There will be toys and there will be fun, and your child’s needs will be taken care of with meals, snacks, naps, changing times... and some even do potty training at a set age (though there is much debate around this, as many believe that potty training when children are ready is more successful).
These facilities usually come at a lower cost than others, and have longer operating hours, often opening as early as 06:30 and being able to care for children for around 12 hours.
An Educare facility is run on a similar basis to a crèche, but generally has a grade R class attached, although they might not follow a syllabus recognised by the department of education, so if this is important to you, do check this.
Some Educares don’t have baby groups and only take children from about age 2 or 3. Playtimes at Educares usually follow a formalised series of themes and the focus is on education while your child is cared for. If there is a grade R class, the teacher will usually have a degree in early childhood development, but this will not always be the case. Care is generally full day.
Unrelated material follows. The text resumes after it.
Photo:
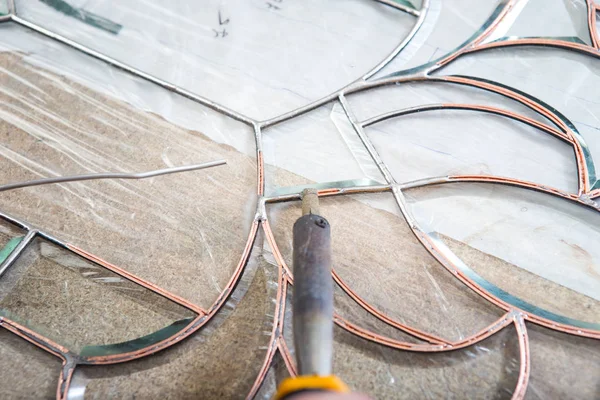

Nursery school and pre-primary
A nursery school and a pre-primary offer halfday programmes. Some also offer aftercare and holiday facilities. These schools generally don’t have baby classes, although you may find one or two that do provide care for younger siblings.
A nursery school usually accommodates toddlers from 18 months or 2 years upwards, while a pre-primary usually only takes children in the year they turn four.
Teachers will have degrees in early child hood development and the grade R class will be registered and follow the syllabus of government or private schools.
Many pre-primaries are attached to private schools and are run as part of the school, whereas nursery schools generally aren’t and usually don’t have a grade R class.
The fees tend to be at the higher end of the range and you pay extra for aftercare and holiday care. Meals usually aren’t provided and you’ll need to pack a snack for break time.
There is plenty of free play time and also plenty of supervised activity time. Older children are not usually given a sleep time, and the day usually doesn’t start until 8:30 or 9am.
Some nursery or preschools require that children are potty trained before they're admitted to the school, others allow children to potty-train when they’re ready to take that step.
There is a wide variety of philosophies and education methods, from traditional to Montessori to Waldorf and everything in between. You really have to shop around for a school you’re comfortable with.
Grade 0 or Grade R?
There is no standardised name for the year before grade 1. I’ve used the term grade R to refer to this class for children aged 5 turning 6, but some schools call this grade 0 (and grade 00 the year before) – while others refer to grade 0 as the year children are four turning 5. All in all, very confusing.
Some primary schools offer grade R classes, but your child can also complete grade R at a registered preschool.
What type of care suits your children and budget best?